All matrices appear in column-major order. See
:ref:`Wavefunction <json_schema_wavefunction>`
section below.
======================= ============ ============ ==================================================
.. _json_schema_properties:
Properties Subschema
^^^^^^^^^^^^^^^^^^^^
The ``properties`` dict contains named properties of quantum chemistry computations. Due to the
variability possible for the contents of an output file, IOData does not guess at which properties
are desired by the user, and stores all properties in the ``extra["output]["properties"]`` dict for
easy retrieval. The current QCSchema standard provides names for the following properties:
======================================== ===========================================================
Field Description
======================================== ===========================================================
calcinfo_nbasis The number of basis functions for the computation.
calcinfo_nmo The number of molecular orbitals for the computation.
calcinfo_nalpha The number of alpha electrons in the computation.
calcinfo_nbeta The number of beta electrons in the computation.
calcinfo_natom The number of atoms in the computation.
nuclear_repulsion_energy The nuclear repulsion energy term.
return_energy The energy of the requested method, identical to
``return_value`` for energy computations.
scf_one_electron_energy The one-electron (core Hamiltonian) energy contribution to
the total SCF energy.
scf_two_electron_energy The two-electron energy contribution to the total SCF
energy.
scf_vv10_energy The VV10 functional energy contribution to the total SCF
energy.
scf_xc_energy The functional (XC) energy contribution to the total SCF
energy.
scf_dispersion_correction_energy The dispersion correction appended to an underlying
functional when a DFT-D method is requested.
scf_dipole_moment The X, Y, and Z dipole components.
scf_total_energy The total electronic energy of the SCF stage of the
calculation.
scf_iterations The number of SCF iterations taken before convergence.

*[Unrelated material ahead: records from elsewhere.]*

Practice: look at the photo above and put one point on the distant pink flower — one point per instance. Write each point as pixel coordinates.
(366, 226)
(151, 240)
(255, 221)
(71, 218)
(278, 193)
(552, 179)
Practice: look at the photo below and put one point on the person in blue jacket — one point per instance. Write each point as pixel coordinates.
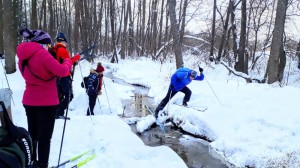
(179, 81)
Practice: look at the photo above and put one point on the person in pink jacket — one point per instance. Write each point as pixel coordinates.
(40, 99)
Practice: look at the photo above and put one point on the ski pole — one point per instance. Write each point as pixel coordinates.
(169, 101)
(65, 123)
(75, 158)
(106, 96)
(84, 161)
(99, 103)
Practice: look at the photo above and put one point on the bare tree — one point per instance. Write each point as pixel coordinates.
(1, 28)
(242, 62)
(175, 34)
(10, 35)
(212, 41)
(33, 19)
(113, 31)
(277, 57)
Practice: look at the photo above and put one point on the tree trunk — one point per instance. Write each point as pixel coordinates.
(213, 30)
(1, 28)
(298, 54)
(241, 62)
(224, 33)
(175, 33)
(10, 36)
(113, 35)
(34, 21)
(273, 71)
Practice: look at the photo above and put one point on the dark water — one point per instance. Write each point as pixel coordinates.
(195, 152)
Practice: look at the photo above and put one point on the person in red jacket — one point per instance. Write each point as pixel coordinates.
(64, 84)
(100, 69)
(40, 99)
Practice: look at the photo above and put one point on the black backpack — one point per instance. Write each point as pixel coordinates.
(15, 144)
(92, 84)
(84, 82)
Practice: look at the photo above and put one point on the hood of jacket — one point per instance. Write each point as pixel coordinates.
(28, 49)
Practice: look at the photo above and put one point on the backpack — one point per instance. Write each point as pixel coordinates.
(92, 84)
(84, 82)
(15, 144)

mp2_same_spin_correlation_energy The portion of MP2 doubles correlation energy from
same-spin (i.e. triplet) correlations.
mp2_opposite_spin_correlation_energy The portion of MP2 doubles correlation energy from
opposite-spin (i.e. singlet) correlations.

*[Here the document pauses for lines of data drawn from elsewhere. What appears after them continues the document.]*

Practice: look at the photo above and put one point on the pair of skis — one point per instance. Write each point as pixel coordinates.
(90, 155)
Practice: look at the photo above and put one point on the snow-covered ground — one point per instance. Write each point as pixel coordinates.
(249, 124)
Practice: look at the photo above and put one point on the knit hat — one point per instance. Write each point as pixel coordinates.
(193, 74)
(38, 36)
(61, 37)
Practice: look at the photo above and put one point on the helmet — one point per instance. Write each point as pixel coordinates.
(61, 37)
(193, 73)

mp2_singles_energy The singles portion of the MP2 correlation energy. Zero
except in ROHF.
mp2_doubles_energy The doubles portion of the MP2 correlation energy including
same-spin and opposite-spin correlations.

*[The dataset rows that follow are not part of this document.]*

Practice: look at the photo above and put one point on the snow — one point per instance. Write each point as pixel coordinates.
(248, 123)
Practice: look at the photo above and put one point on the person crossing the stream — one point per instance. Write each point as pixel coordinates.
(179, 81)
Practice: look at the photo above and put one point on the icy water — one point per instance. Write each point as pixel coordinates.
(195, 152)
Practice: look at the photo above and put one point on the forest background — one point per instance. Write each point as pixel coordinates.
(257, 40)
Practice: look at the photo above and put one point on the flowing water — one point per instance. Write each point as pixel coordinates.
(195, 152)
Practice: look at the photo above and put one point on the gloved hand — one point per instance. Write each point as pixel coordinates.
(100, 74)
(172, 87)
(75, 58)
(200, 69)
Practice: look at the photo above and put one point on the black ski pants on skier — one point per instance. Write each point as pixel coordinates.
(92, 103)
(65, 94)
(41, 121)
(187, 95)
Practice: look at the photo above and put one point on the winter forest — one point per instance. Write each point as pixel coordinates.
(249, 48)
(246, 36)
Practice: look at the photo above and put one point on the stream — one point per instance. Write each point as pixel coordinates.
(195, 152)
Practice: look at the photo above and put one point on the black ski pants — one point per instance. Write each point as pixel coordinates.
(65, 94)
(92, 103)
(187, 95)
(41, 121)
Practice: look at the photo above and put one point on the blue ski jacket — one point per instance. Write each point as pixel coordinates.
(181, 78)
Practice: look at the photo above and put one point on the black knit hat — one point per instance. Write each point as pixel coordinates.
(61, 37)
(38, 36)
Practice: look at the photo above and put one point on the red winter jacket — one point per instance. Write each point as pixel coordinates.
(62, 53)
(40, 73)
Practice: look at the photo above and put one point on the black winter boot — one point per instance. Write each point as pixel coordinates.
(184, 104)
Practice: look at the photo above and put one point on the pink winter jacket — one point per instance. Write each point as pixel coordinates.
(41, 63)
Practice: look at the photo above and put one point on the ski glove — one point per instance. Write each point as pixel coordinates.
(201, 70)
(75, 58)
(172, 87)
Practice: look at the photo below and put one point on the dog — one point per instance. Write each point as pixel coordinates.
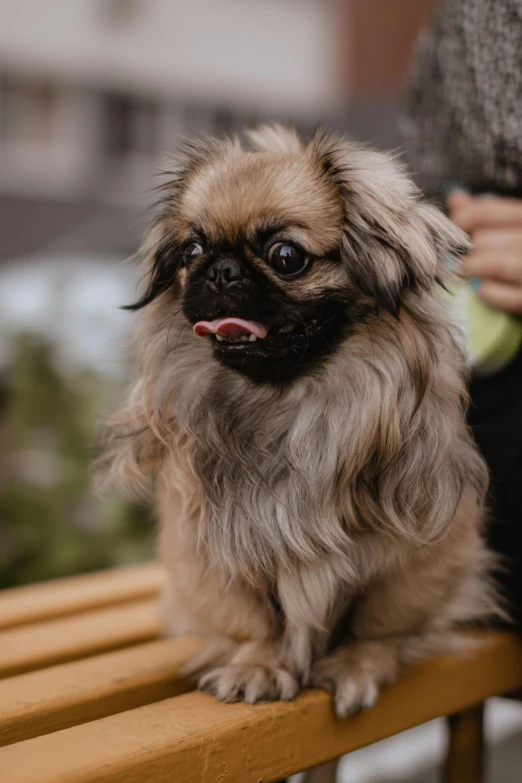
(300, 401)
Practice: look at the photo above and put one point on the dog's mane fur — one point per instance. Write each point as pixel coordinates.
(321, 486)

mp2_total_correlation_energy The MP2 correlation energy.
mp2_correlation_energy The MP2 correlation energy.
mp2_total_energy The total MP2 energy (MP2 correlation energy + HF energy).
mp2_dipole_moment The MP2 X, Y, and Z dipole components.
ccsd_same_spin_correlation_energy The portion of CCSD doubles correlation energy from
same-spin (i.e. triplet) correlations.
ccsd_opposite_spin_correlation_energy The portion of CCSD doubles correlation energy from
opposite-spin (i.e. singlet) correlations
ccsd_singles_energy The singles portion of the CCSD correlation energy. Zero
except in ROHF.
ccsd_doubles_energy The doubles portion of the CCSD correlation energy
including same-spin and opposite-spin correlations.
ccsd_correlation_energy The CCSD correlation energy.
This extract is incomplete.